MEC prevê alívio financeiro nas universidades em 10 anos, mas cala sobre verba para este ano

Gestão Bolsonaro diz que cada organização social deve gerir um conjunto de universidades

Angela Pinho
São Paulo

Após anunciar um programa para reduzir a dependência das universidades federais do orçamento público, o Ministério da Educação prevê que, daqui a uma década, não haja mais aperto financeiro. Mas, diante da dificuldade das instituições de fechar as contas dos próximos meses, a pasta diz não ser possível prometer liberação de recursos no curto prazo.

Com o nome de Future-se, o plano lançado pelo MEC na quarta-feira (17) inclui uma série de medidas para aumentar a captação de recursos privados para as federais. Entre elas, estão um fundo imobiliário com imóveis ociosos da União e a possibilidade de as instituições recursos para pesquisa e extensão por meio da Lei Rouanet.

Em troca, as instituições interessadas em aderir ao programa teriam que concordar em repassar parte da gestão a organizações sociais credenciadas pelo MEC. 
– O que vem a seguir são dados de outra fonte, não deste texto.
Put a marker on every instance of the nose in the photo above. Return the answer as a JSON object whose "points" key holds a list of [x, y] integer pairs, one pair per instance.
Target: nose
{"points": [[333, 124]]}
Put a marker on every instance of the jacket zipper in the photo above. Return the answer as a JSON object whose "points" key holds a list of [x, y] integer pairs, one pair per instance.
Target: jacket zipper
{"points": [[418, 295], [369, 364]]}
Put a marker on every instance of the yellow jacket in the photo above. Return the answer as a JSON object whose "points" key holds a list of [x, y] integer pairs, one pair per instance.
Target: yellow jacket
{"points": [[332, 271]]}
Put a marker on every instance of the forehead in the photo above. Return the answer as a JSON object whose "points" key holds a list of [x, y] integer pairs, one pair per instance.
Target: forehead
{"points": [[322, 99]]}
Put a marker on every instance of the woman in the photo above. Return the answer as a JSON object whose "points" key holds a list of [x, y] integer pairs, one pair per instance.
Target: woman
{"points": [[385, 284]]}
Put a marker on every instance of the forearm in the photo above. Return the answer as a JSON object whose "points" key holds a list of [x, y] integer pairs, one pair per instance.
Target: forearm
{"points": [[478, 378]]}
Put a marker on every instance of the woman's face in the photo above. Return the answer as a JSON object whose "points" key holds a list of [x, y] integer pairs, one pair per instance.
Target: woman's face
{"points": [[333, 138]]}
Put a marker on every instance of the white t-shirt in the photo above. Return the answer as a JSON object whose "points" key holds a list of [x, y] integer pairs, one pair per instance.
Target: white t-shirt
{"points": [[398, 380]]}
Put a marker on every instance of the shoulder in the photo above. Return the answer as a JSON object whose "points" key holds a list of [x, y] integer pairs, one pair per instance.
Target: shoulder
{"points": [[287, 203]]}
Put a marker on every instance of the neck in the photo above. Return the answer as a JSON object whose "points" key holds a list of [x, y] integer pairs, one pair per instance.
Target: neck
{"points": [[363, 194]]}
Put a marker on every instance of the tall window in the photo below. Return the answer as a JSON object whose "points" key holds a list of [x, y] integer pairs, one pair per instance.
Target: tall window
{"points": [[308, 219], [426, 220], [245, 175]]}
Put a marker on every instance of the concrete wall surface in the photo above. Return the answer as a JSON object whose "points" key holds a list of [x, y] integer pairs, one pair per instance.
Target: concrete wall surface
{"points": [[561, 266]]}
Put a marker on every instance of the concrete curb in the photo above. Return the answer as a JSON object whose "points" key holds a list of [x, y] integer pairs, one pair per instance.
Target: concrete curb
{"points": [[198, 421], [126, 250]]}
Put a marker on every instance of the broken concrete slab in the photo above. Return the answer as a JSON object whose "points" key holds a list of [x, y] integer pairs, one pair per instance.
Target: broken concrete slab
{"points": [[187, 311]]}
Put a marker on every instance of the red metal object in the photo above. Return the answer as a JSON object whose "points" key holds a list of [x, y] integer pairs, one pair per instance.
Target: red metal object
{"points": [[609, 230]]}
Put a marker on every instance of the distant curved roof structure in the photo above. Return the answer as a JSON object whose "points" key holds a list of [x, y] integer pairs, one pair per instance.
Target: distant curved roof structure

A proposta, que fica em consulta pública até o final do mês, foi lançada em um momento de aperto financeiro nas universidades, que tiveram um bloqueio da ordem de 30% das verbas discricionárias, usadas para pagar despesas de custeio como luz, água, limpeza, entre outros.

Segundo Arnaldo Lima, secretário da Educação Superior da gestão Bolsonaro, o prazo para o Future-se começar a ter efeitos financeiros vai depender do ritmo de análise do Congresso --a implementação prevê uma série de alterações legislativas. Mas em uma década, prevê, o programa estará consolidado.

"A ideia é que, em dez anos, a gente não fale mais em contingenciamento", afirmou.

 

Ele prevê que o fundo imobiliário, responsável por quase metade da verba do projeto, comece a da retorno um ano após a aprovação pelo Congresso.

O secretário não se comprometeu, no entanto, com a liberação de verbas contingenciadas para este ano.

Algumas universidades relatam problemas para fechar as contas do semestre. Parte delas suspendeu bolsas, reduziu atividades de manutenção e deixou contas em atraso.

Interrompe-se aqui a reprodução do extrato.